Academic Guidebook Chatbot: Performance Comparison of Fine-Tuned Mistral 7B and LlaMA-2 7B
Downloads
Background: Chatbot is recently ranked as the main technological solution due to the high demand for fast and efficient information retrieval. Therefore, this study was carried out to develop a local document-based chatbot that can answer questions related to the contents of PDF documents using open-source AI models such as Mistral 7B and LLaMA-2 7B. Although these models were effective at processing natural language, a major challenge was observed in the tendency to generate hallucinated answers, characterized by having inaccuracies and being out of context.

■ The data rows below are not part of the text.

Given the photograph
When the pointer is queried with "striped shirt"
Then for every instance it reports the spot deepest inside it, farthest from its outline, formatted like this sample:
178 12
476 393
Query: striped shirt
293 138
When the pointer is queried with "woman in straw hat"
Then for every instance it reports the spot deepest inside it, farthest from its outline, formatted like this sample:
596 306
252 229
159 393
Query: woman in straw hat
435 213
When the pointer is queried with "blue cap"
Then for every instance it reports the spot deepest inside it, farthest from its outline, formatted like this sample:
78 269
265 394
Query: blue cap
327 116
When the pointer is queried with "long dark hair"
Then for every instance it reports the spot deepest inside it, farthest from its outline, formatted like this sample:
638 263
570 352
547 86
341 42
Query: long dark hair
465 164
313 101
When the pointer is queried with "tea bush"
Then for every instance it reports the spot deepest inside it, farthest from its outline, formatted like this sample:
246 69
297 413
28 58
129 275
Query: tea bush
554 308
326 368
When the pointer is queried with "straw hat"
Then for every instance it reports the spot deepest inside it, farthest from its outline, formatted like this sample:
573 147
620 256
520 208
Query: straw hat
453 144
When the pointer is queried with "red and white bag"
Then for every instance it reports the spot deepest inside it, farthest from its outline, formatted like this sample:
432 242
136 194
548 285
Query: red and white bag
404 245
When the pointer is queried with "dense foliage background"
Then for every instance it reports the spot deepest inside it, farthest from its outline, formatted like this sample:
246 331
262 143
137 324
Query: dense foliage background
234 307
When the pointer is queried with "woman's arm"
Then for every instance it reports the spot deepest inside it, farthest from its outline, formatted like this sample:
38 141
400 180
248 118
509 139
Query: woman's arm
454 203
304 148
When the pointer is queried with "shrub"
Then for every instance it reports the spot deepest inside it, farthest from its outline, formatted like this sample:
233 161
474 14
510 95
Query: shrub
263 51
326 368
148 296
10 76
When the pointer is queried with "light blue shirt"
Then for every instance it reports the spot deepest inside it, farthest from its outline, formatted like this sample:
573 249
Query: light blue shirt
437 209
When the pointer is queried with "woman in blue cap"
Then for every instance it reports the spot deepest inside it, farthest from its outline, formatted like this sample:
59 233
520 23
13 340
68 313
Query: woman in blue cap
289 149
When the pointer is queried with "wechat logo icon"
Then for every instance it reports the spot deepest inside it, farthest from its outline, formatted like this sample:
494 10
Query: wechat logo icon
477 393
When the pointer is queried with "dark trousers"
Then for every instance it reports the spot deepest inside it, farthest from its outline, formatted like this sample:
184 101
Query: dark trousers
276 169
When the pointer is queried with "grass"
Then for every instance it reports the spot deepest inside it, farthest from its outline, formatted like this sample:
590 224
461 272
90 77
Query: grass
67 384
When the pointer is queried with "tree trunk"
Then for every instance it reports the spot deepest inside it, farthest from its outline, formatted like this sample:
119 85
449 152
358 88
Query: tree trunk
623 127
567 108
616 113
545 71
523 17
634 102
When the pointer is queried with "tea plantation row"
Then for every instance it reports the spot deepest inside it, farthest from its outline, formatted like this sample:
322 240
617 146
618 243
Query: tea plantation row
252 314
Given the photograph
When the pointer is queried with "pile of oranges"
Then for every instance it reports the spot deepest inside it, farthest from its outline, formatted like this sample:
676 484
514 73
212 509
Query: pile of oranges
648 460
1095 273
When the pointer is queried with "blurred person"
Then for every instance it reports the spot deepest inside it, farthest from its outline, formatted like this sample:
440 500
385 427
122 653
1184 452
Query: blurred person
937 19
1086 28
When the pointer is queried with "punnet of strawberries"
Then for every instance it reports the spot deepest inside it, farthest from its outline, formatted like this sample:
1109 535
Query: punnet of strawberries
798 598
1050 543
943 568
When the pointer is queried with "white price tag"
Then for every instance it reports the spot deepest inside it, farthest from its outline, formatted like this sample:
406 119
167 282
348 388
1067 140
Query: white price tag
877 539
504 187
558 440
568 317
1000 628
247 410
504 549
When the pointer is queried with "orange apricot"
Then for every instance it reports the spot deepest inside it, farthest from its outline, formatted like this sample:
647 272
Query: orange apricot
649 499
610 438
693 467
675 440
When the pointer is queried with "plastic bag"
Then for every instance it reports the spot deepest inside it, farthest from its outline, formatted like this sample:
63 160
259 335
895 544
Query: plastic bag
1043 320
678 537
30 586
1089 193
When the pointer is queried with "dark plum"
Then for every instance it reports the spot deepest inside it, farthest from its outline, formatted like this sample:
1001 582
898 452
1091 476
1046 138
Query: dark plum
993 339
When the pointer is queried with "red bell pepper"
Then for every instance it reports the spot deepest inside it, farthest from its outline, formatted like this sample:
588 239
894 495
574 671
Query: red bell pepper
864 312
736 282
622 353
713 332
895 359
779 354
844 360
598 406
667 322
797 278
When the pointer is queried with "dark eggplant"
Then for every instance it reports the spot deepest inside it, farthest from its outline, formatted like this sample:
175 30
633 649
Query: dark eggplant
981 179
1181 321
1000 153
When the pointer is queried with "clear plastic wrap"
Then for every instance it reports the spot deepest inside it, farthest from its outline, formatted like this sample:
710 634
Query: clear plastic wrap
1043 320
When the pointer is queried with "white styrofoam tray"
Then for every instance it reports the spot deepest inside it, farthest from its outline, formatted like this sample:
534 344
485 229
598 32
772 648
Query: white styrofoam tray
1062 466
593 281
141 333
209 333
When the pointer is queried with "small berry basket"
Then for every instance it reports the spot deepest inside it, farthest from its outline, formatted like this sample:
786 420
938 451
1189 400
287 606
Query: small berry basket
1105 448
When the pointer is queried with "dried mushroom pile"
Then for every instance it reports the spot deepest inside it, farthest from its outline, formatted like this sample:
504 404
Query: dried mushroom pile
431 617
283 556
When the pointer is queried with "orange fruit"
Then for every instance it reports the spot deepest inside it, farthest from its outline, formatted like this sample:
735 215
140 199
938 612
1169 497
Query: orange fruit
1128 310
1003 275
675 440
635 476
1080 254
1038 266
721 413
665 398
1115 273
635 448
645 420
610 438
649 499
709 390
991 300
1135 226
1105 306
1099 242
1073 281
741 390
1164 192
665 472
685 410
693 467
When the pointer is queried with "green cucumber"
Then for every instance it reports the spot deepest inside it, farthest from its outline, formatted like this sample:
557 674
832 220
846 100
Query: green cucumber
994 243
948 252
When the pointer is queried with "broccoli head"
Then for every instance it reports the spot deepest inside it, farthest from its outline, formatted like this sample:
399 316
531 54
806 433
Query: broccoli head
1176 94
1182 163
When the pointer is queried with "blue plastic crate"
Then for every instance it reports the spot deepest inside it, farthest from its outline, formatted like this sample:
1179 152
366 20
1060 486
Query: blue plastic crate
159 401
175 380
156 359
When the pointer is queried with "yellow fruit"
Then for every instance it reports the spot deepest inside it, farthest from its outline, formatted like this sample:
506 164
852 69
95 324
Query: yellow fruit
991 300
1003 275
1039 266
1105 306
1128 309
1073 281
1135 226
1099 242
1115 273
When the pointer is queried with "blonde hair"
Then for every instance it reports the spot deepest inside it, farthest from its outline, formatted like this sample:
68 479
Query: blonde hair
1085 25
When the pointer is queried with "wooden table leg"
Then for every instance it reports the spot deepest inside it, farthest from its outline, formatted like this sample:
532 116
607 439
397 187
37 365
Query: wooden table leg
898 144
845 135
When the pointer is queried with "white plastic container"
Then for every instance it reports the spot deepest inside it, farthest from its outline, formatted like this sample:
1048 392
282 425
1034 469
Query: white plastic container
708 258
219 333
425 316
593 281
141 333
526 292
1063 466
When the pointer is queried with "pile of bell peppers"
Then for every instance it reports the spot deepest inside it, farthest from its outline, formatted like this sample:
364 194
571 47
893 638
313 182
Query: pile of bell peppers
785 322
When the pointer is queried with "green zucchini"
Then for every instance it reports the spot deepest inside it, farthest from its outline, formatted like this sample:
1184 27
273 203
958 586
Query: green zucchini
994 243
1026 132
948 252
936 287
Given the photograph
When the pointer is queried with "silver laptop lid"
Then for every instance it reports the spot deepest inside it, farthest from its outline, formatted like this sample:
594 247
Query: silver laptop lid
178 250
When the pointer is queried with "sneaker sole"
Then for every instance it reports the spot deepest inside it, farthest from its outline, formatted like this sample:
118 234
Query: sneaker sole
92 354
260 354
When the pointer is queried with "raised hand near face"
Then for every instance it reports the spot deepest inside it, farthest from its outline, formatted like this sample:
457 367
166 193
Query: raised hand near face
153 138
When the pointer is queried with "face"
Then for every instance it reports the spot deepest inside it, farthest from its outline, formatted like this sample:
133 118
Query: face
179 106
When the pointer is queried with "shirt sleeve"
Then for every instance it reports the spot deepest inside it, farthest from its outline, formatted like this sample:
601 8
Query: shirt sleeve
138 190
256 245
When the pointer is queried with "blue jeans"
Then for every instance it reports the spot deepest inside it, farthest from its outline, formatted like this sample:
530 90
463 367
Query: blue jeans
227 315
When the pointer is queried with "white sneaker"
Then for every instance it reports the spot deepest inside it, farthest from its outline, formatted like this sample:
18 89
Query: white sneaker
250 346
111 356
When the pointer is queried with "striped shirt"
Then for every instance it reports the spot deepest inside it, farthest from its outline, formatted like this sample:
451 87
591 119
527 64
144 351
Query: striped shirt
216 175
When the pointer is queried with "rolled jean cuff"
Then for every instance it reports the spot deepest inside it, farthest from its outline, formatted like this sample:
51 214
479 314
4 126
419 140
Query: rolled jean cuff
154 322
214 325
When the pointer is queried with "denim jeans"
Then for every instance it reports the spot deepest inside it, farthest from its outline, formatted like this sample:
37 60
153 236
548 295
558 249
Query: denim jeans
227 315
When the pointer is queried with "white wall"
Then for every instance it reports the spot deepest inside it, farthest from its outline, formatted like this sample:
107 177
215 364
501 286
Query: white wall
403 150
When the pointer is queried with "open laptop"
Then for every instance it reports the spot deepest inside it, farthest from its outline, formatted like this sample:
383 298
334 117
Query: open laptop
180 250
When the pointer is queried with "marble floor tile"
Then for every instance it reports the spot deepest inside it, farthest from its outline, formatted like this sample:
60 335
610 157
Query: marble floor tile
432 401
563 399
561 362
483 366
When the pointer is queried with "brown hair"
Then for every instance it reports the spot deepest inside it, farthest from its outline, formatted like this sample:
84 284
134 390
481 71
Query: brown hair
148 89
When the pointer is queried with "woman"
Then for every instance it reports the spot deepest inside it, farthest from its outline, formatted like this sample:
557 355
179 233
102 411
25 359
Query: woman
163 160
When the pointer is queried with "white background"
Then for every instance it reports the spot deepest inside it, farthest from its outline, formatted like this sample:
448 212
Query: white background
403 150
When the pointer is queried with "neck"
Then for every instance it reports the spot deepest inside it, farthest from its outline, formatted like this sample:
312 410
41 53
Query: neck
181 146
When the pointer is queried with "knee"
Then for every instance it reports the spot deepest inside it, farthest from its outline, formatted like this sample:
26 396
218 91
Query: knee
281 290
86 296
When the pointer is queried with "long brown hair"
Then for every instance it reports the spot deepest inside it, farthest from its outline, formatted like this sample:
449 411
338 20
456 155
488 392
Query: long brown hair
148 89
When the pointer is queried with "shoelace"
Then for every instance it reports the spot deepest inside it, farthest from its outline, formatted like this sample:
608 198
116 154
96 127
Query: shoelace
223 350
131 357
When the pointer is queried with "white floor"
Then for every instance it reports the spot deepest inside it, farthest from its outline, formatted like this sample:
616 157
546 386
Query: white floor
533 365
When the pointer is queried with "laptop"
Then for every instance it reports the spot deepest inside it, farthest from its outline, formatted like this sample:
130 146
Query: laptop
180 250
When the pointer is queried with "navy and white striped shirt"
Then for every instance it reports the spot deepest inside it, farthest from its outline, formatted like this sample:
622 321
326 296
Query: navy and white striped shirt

Objective: This study aims to reduce hallucinatory responses from chatbot models by making their responses more precise and accurate through fine-tuning. The performance of fine-tuned models (Mistral 7B and LLaMA-2 7B) was also compared.
Methods: Fine-tuning of the two models was performed using domain-specific datasets taken from Academic Guidebook. This process was conducted to improve models ability to understand and answer questions relevant to Academic Guidebook context. Performance was evaluated using METEOR Score to measure literal agreement and BERTScore to assess meaning agreement. In addition, response time was measured to assess efficiency, while chatbot system was developed using Streamlit and LangChain for real-time interaction.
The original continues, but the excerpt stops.